For Friday night dinner, with family visiting from Montreal, I made a superb dessert (in my humble opinion, but also everyone who tasted it). It was high effort, but also high reward. Read on to see how I made it.
The recipe is from Yotam Ottolenghi and Helen Goh’s Sweet, a cookbook I am very slowly working through.
The base is graham cracker crumbs, cocoa powder, butter, and walnuts. I made sure to finely chop the nuts so that they wouldn’t stand out too much. My brand of graham crumbs had “honey” in their name, so I cut back on any added sugar.
I sliced them on a sharp bias, and only used enough to barely cover the bottom. I didn’t want too much soggy fruit.
There are two components: a banana ganache, made by adding mashed fruit to a regular chocolate ganache, and the cream cheese component, which also has melted white chocolate in it. I don’t keep any white chocolate on hand usually, and just bought the Baker’s stuff at the supermarket.
I opted for six dollops of the chocolate mixture, spaced around the edge, plus one more in the centre. When spooning it on the white batter, I let it fall from on high, so that it would sink deeper into the tin, avoiding a shallow layer of chocolate that wouldn’t marble as nicely.
Using a small sharp paring knife to draw long S-curves, I tried to uniformly swirl the chocolate and plain batters together.

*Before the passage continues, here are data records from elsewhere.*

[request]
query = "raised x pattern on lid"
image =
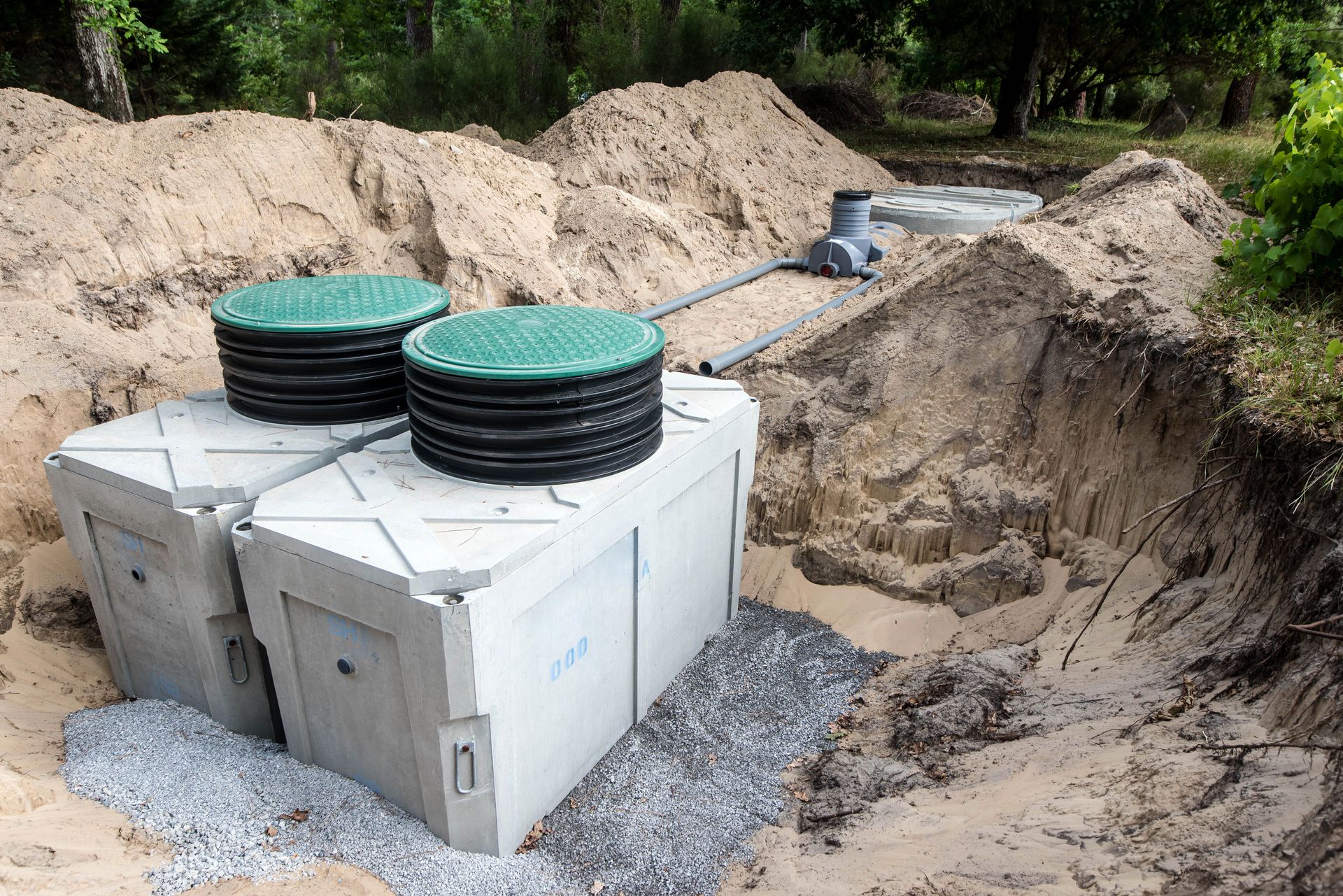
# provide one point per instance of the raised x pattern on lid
(534, 341)
(329, 304)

Aside from the ganache parts opening up into a crack, the cheesecake turned out beautifully. I let it cool overnight on the counter, with a tea towel draped loosely on top, before putting it into the fridge for the day.
This cake was a huge crowd pleaser. Everyone commented on how amazing it tasted.
I like most baked goods made with banana, but am more particular about bananas in other desserts. This recipe is a home run. I love the crunch and complementary flavour of nuts in the crust, the unexpected layer of fruit at the bottom, and how the banana ganache is both a visual and flavour contrast to the main cheesecake.